Singlet-triplet splitting, correlation and entanglement of two electrons in quantum dot molecules

TL;DR

This paper investigates the electronic properties of two-electron quantum dot molecules using advanced pseudopotential and configuration-interaction methods, highlighting the limitations of simpler models in accurately capturing entanglement and correlation effects.

Contribution

It provides a detailed comparison of various approximation methods against accurate calculations, revealing their strengths and weaknesses in modeling quantum dot molecules.

Findings

Hartree-Fock and local spin density fail to accurately predict singlet-triplet splitting and entanglement.

Hubbard model captures ground state symmetry but misestimates entanglement due to strain effects.

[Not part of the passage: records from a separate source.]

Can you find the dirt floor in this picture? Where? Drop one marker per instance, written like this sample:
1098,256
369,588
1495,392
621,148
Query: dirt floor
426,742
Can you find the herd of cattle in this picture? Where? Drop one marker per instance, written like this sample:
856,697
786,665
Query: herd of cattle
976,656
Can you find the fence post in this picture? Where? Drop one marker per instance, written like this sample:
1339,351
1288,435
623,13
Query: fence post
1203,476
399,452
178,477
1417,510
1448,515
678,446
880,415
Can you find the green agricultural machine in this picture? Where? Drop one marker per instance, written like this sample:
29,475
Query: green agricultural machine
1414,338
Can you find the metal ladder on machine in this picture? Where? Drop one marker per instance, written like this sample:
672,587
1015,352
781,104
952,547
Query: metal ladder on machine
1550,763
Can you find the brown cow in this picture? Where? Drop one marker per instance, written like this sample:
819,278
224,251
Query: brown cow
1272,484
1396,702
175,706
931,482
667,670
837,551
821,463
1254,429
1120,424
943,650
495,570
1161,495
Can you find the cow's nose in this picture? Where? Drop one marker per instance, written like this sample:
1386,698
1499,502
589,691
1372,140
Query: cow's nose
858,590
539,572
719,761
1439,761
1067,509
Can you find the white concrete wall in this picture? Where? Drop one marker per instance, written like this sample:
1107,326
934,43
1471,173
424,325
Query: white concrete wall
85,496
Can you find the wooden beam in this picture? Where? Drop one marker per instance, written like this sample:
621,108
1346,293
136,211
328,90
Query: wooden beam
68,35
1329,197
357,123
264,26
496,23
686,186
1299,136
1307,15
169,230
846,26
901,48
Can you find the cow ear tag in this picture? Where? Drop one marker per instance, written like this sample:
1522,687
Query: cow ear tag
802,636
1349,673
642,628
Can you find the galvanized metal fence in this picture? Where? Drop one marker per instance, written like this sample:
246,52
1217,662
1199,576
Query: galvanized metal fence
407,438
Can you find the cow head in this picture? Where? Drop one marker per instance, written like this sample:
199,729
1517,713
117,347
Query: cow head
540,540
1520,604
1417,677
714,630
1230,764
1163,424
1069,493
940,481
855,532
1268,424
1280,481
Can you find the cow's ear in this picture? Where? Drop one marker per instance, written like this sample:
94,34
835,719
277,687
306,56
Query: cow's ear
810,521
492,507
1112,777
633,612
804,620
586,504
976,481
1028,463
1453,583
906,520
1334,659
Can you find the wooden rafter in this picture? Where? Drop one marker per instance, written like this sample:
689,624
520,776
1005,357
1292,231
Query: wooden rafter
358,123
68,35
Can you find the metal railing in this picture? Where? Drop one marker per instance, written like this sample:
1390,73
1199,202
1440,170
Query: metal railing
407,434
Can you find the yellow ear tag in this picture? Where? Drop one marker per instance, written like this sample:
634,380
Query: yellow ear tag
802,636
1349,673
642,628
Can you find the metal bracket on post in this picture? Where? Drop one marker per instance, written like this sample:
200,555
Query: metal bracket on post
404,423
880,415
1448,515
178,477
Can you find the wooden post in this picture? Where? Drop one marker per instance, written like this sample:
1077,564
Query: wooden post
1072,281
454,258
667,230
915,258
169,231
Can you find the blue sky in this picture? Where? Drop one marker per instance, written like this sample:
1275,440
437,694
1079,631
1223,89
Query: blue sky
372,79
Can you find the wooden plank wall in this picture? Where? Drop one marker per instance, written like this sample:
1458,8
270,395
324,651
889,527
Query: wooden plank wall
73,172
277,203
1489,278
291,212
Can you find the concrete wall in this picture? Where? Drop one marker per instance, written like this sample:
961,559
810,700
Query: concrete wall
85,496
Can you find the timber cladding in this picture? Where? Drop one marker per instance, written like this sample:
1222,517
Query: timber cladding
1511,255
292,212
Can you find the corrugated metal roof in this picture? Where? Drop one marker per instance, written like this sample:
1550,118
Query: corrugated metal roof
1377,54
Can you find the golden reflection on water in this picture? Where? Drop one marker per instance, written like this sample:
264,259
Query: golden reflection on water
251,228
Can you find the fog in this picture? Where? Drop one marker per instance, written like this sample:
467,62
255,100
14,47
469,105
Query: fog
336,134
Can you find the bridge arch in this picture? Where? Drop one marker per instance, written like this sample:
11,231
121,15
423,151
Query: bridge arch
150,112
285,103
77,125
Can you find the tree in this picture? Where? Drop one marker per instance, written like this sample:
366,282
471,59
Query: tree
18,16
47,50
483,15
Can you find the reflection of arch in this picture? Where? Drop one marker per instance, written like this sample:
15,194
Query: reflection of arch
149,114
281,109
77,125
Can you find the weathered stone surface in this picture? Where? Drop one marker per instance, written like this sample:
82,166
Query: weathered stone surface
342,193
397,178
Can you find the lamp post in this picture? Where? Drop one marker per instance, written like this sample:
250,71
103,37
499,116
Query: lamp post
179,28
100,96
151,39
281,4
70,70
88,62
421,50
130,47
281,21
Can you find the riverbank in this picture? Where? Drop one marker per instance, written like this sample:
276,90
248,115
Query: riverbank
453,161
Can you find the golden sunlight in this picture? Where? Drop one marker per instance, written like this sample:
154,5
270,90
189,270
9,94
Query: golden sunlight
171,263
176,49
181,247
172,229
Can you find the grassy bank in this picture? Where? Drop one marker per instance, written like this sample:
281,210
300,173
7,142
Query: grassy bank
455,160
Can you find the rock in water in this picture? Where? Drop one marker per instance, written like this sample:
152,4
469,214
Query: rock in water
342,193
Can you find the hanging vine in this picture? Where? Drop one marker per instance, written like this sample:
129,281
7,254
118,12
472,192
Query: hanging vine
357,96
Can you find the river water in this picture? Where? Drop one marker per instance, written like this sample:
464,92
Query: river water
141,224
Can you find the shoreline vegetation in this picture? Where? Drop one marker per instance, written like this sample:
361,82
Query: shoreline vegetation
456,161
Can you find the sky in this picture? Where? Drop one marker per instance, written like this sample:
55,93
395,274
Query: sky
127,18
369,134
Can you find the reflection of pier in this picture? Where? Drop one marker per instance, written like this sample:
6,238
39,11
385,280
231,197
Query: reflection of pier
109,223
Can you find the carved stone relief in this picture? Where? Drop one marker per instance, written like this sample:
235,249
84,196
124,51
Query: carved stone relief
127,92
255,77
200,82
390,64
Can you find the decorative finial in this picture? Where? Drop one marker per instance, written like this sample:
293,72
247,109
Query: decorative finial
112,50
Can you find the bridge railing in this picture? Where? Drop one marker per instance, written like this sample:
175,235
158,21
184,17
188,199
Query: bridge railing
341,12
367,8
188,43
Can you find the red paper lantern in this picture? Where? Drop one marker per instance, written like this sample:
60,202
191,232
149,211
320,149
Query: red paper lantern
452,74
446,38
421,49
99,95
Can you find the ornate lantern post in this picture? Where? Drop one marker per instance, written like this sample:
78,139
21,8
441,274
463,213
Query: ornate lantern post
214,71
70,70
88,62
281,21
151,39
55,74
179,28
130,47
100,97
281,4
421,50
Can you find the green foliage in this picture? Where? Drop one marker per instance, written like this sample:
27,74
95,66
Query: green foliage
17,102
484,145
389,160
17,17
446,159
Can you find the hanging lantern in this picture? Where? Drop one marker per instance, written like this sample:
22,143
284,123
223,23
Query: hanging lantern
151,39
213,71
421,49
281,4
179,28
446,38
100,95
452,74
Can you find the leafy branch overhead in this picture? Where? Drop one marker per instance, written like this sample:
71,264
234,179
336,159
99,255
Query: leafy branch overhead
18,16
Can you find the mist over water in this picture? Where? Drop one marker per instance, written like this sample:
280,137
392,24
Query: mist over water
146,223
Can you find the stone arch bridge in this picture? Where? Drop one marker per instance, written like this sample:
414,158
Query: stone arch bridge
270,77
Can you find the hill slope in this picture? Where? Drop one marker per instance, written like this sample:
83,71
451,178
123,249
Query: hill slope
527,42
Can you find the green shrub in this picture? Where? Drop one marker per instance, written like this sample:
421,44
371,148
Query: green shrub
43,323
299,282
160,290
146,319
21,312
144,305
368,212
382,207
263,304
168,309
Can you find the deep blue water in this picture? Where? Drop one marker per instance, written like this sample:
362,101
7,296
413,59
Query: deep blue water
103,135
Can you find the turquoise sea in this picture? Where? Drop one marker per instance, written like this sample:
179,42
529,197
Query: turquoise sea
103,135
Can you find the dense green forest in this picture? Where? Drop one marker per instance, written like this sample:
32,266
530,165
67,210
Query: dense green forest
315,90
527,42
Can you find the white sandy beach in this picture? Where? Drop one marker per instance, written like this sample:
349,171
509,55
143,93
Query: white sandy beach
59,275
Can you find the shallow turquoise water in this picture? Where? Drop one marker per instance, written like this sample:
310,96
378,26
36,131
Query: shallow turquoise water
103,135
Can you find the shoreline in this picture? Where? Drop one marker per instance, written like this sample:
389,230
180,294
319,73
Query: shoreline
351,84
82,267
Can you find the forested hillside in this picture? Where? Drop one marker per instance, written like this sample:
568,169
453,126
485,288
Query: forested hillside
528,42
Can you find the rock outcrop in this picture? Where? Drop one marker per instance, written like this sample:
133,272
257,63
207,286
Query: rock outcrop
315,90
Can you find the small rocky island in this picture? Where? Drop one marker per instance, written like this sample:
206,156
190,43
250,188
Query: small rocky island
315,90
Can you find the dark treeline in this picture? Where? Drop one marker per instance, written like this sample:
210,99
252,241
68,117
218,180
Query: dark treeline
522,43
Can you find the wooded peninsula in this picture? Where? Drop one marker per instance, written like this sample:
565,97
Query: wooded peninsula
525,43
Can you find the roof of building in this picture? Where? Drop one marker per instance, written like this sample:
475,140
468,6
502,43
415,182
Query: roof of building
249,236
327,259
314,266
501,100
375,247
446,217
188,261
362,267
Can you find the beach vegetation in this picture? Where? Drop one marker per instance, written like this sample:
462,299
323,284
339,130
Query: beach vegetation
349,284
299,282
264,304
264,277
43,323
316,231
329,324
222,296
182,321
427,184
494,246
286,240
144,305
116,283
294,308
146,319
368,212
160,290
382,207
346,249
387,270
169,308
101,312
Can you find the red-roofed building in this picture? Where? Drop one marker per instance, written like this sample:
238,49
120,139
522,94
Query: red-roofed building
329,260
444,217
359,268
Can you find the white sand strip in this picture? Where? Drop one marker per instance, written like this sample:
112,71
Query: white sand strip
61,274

Heisenberg model is accurate only at large inter-dot separations, overestimating entanglement.

Abstract

Starting with an accurate pseudopotential description of the single-particle states, and following by configuration-interaction treatment of correlated electrons in vertically coupled, self-assembled InAs/GaAs quantum dot-molecules, we show how simpler, popularly-practiced approximations, depict the basic physical characteristics including the singlet-triplet splitting, degree of entanglement (DOE) and correlation. The mean-field-like single-configuration approaches such as Hartree-Fock and local spin density, lacking correlation, incorrectly identify the ground state symmetry and give inaccurate values for the singlet-triplet splitting and the DOE. The Hubbard model gives qualitatively correct results for the ground state symmetry and singlet-triplet splitting, but produces significant errors in the DOE because it ignores the fact that the strain is asymmetric even if the dots within a molecule are identical. Finally, the Heisenberg model gives qualitatively correct ground state symmetry and singlet-triplet splitting only for rather large inter-dot separations, but it greatly overestimates the DOE as a consequence of ignoring the electron double occupancy effect.